And only think, Jeanie, after my mother had been at a' these
pains, the auld doited body Johnny Drottle turned up his nose, and wadna
hae aught to say to me! But it's little I care for him, for I have led a
merry life ever since, and ne'er a braw gentleman looks at me but ye wad
think he was gaun to drop off his horse for mere love of me. I have ken'd
some o' them put their hand in their pocket, and gie me as muckle as
sixpence at a time, just for my weel-faured face."

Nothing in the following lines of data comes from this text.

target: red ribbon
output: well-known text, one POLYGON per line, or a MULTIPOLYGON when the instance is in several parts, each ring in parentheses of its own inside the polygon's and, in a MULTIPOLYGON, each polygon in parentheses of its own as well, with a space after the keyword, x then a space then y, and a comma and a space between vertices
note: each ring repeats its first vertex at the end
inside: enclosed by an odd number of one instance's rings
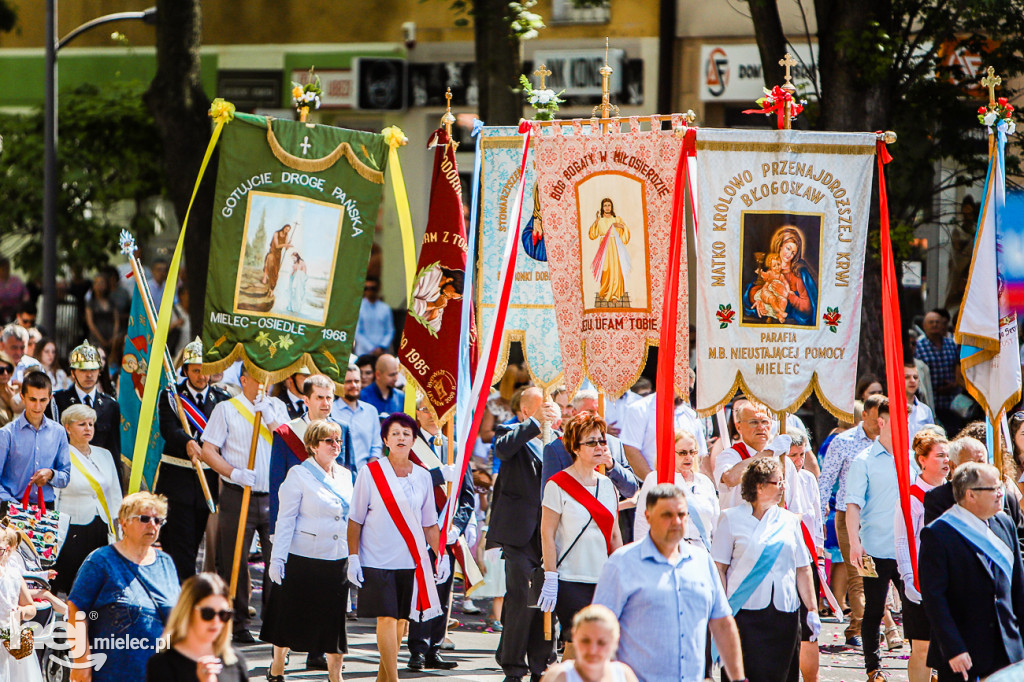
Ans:
POLYGON ((913 538, 913 522, 910 520, 910 461, 906 425, 906 391, 903 375, 897 372, 903 367, 903 326, 899 314, 899 289, 896 284, 896 261, 893 258, 892 237, 889 233, 889 198, 886 195, 885 165, 893 160, 884 140, 876 142, 879 165, 879 214, 882 227, 882 336, 885 346, 886 387, 889 395, 889 421, 892 430, 893 459, 896 460, 896 480, 899 483, 900 511, 906 525, 906 538, 910 547, 910 565, 913 568, 914 586, 918 585, 918 547, 913 538), (896 368, 896 369, 894 369, 896 368))

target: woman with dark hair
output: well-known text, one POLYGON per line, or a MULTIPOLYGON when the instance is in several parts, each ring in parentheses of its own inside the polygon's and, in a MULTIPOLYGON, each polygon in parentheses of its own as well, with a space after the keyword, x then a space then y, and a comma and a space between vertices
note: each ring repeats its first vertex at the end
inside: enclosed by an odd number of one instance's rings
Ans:
POLYGON ((564 426, 562 442, 572 458, 567 469, 544 486, 541 510, 541 548, 544 588, 540 607, 555 611, 563 625, 563 659, 574 657, 572 631, 566 627, 594 599, 601 566, 622 547, 618 530, 618 494, 597 467, 614 466, 608 452, 604 420, 582 412, 564 426))
POLYGON ((743 503, 722 512, 711 555, 739 629, 743 670, 752 682, 797 682, 801 602, 811 641, 821 632, 801 520, 778 506, 785 480, 774 457, 748 466, 739 489, 743 503))
POLYGON ((439 552, 430 474, 409 458, 418 433, 403 413, 384 420, 387 456, 359 471, 348 517, 348 582, 361 588, 359 617, 377 620, 379 682, 398 682, 398 649, 409 620, 442 613, 435 584, 452 570, 447 553, 439 552), (442 554, 436 576, 428 549, 442 554))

This speech gave Jeanie a dark insight into Madge's history. She had been
courted by a wealthy suitor, whose addresses her mother had favoured,
notwithstanding the objection of old age and deformity. She had been
seduced by some profligate, and, to conceal her shame and promote the
advantageous match she had planned, her mother had not hesitated to
destroy the offspring of their intrigue. That the consequence should be
the total derangement of amind which was constitutionally unsettled by
giddiness and vanity, was extremely natural; and such was, in fact, the
history of Madge Wildfire's insanity.
CHAPTER SEVENTH.
So free from danger, free from fear
They crossed the court--right glad they were.
Christabel.
Pursuing the path which Madge had chosen, Jeanie Deans observed, to her
no small delight, that marks of more cultivation appeared, and the
thatched roofs of houses, with their blue smoke arising in little
columns, were seen embosomed in a tuft of trees at some distance.